SEGA Chairman Isao Okawa was not willing to go down without a fight. "Before Mr. Okawa passed away," tweets former Microsoft exec Sam Furukawa, "he visited Gates several times, to see if it would be possible to add Dreamcast compatibility into the Xbox." According to Furukawa, Okawa was offering the SEGA assets to Xbox, it seems, which would create a path for Dreamcast customers to migrate to the Xbox.
Even if the Dreamcast was dying, this move would keep the platform alive and maybe even give it a second wind.
Okawa insisted that internet was indispensable for the Dreamcast games, it seems, but Microsoft didn't want an internet connection for the Dreamcast titles and negotiations fell apart.
(Of course, Microsoft pushed online gaming for its own Xbox titles; however, one has to wonder what expenses it would incur by not only making its Xbox play DC games, but play them online.)
Furukawa says that Okawa negotiated with Gates himself, but he was unable to work out a deal to pass on the Dreamcast customers.

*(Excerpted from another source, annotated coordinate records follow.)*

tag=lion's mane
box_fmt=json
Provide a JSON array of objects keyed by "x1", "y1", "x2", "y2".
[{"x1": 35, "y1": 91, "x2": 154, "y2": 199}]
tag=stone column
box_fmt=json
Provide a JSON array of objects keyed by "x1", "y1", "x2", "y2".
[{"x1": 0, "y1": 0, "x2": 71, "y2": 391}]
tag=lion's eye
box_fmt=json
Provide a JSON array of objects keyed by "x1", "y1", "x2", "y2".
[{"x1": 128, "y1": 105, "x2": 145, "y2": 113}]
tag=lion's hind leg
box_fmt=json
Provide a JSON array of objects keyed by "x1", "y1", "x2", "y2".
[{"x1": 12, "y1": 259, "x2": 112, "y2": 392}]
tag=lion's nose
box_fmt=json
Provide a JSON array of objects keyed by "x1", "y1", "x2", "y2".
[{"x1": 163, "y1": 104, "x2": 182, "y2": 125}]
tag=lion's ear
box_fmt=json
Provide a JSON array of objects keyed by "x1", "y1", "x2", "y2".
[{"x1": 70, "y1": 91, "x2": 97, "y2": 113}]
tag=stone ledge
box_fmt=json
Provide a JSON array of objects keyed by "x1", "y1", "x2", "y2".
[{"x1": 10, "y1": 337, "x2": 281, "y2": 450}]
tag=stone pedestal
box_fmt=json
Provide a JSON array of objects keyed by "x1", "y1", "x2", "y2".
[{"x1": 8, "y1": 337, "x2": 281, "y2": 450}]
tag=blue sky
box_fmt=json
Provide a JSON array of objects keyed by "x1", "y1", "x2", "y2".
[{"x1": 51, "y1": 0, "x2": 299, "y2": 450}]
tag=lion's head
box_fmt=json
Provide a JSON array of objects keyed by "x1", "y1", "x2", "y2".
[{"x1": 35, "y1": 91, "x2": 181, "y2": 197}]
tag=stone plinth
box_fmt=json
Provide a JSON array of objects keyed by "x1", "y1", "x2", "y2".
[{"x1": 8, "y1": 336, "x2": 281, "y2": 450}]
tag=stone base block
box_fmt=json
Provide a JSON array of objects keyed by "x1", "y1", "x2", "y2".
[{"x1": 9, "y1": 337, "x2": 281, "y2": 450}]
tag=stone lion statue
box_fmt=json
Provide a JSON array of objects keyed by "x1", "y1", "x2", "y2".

Before Okawa, Furukawa adds, he gave over roughly US$ 900 million from his personal fortune to SEGA in order to keep the company afloat.
Okawa passed away in Tokyo on March 16, 2001 due to heart failure. He was 74. The Dreamcast went out of production later that year. The chairman who followed Okawa decided that SEGA should focus on software production.
SEGA of America exec Peter Moore, the man who has admitted to making the decision to stop producing the Dreamcast, joined Microsoft in 2003.
CSK Holdings, the company Okawa created, owned the major stock share in SEGA until 2004 when CSK's shares were bought by Sammy, a pachinko company. And Microsoft continues to struggle in the Japanese market.
Furukawa is currently a professor at Japan's Keio University.